With technology pieces being produced specifically for children, the ability to advance the Gospel to younger people increases as well. Hence why we have begun developing church-friendly, Bible-rich digital ministry initiatives like Incredible Islands and Bible App for Kids.
But on the other side of the debate psychologists and parents contend that too much technology introduced at too young an age is bad for kids. There is an outcry that screen time of any sort is detrimental to infant, toddler, and elementary aged children’s cognitive and social—and in some cases, physical—development.
Japan is planning to introduce “fasting” camps for youth meant to “detox” or break them from Internet addiction, which is being blamed for causing sleeping and eating disorders as well as depression in young people.
Since we are raising the first generation of digital natives, they are basically an experiment. We won’t know about lasting effects of technology until more time has passed.
What we do know is that, for better or for worse, kids are increasingly immersing in the technology pool at younger and younger ages. That is why we have placed a significant focus on developing digital ministry tools to support parents and churches by providing them with quality, age-appropriate, Scripture-rich content that is a good digital option for kids to engage with.
Kevin Kelley, author of “What Technology Wants” describes the dynamic pull of technology as, “The technium also wants what every living system wants: to perpetuate itself, to keep itself going.

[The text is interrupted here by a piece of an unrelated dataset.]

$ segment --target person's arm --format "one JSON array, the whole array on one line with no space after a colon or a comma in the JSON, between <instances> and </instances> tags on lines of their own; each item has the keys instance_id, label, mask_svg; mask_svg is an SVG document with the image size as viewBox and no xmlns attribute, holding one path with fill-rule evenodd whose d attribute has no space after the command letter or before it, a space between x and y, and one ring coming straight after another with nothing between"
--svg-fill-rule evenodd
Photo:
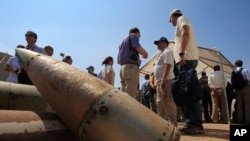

And as it grows, those inherent wants are gaining in complexity and force”.
Technology itself isn’t evil. It’s simply a tool, and a very mesmerizing, captivating tool at that. But it won’t monitor itself, and children aren’t yet equipped to self-supervise or restrict themselves in this arena. Parents, partnered with Christian influencers in the Church, need to work on becoming more intentional about helping kids learn to be smart and safe digital citizens. Good parenting—with great Church support—ought to guide what healthy technology boundaries look like.
Kelly, Kevin. What Technology Wants. New York: Viking Penguin, 2010. Print.